I wanted to see if anyone had some feedback or suggestions
with regards to changes to properly encode the href
attribute in some of the NetUI tags, such as anchor,
rewriteURL, image, etc.
Currently we do not perform any encoding on the string
defined for the href attribute of these tags. A developer
provides the href with the properly escaped characters
as needed. However, we do encode the names and values
of the NetUI parameter tag (with URLCodec) for multibyte
and other URI characters that need to be escaped.

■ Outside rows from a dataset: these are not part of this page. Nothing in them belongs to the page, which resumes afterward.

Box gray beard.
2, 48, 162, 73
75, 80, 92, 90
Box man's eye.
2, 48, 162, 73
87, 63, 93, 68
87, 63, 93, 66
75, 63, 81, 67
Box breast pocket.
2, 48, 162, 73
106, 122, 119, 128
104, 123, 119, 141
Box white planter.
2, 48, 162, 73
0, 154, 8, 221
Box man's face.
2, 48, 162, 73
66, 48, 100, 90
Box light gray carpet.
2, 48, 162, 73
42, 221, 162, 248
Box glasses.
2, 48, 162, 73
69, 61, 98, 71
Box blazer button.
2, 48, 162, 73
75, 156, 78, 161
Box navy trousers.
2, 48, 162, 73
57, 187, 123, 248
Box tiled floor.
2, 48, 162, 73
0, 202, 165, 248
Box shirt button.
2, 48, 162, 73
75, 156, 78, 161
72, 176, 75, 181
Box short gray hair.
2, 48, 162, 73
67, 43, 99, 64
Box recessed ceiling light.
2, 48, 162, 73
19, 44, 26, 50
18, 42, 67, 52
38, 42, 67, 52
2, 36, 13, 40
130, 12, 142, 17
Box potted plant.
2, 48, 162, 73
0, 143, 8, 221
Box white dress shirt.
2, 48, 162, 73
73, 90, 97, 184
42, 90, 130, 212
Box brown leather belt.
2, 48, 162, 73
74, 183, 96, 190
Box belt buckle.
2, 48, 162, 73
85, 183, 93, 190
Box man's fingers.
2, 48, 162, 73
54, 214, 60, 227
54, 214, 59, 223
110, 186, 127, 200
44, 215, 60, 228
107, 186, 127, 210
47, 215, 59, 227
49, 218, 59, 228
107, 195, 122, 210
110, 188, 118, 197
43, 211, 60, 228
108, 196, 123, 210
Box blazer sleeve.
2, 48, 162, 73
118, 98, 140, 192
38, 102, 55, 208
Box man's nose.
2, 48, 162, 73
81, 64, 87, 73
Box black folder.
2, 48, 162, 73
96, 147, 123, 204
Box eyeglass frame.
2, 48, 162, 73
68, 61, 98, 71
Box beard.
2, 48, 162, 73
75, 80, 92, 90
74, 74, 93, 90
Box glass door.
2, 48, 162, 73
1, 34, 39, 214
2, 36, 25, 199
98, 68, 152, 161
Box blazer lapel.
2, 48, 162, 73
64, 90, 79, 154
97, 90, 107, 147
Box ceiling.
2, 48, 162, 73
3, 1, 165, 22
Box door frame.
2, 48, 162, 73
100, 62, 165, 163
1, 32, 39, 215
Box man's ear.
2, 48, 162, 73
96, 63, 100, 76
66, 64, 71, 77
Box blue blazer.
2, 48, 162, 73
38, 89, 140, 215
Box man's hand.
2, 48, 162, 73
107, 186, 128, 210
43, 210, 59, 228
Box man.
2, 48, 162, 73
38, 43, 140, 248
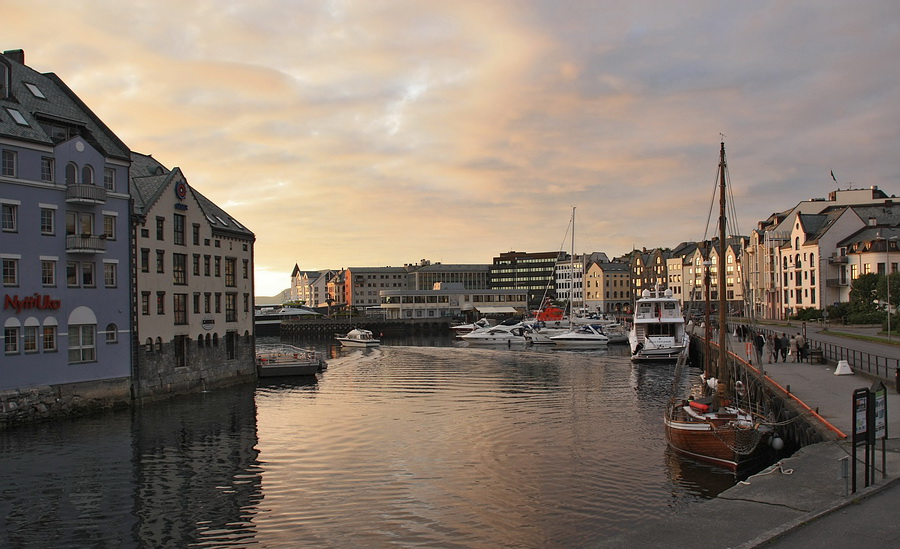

To make this more consistent, I plan to change the default
behavior to encode the href attributes of the NetUI tags,
such as anchor, rewriteURL, image, etc.
The implementation I have splits a string into components of
scheme, authority, path, query, and fragment, and then uses
a java.net.URI constructor which will escape the characters
in each component as required.
However, there's a condition that wouldn't be supported with
these implementation changes. It would impact a few of the
tags that use href, like RewriteURL, which do not contain/use
the netui parameter tag.
First, the user has a URL that includes a reserved URI character
such as '&' in a value of a query that you want escaped. For
example, the user wants a final URI that has a string for
"hot&cold" in a query value, like...
"http://host/index.html?query=hot%26cold".
If they use a tag with href="index.html?query=hot&cold" we'd
create "http://host/index.html?query=hot&cold". If they
use href="index.html?query=hot%26cold" we'd return
"http://host/index.html?query=hot%2526cold".
Also, java.net.URI does not support a multibyte character set
encoding as a parameter to its constructors. If the href has
multibyte characters in it, we wouldn't encode and escape
them correctly.
Neither of these are issues for the anchor tag, because
using the parameter tag solves the problem. When we add
an individual parameter to our MutableURI we can encode
it as needed. It's just during construction with an
href that includes multibyte or a special reserved
character, that we have an issue.
One option would be to have our own code to handle the
proper encoding of each of the individual components of
the URI following the generic syntax described in RFC 2396.
(http://www.ietf.org/rfc/rfc2396.txt)
Other thoughts?
Hope the explanation is clear. Thanks,
Carlin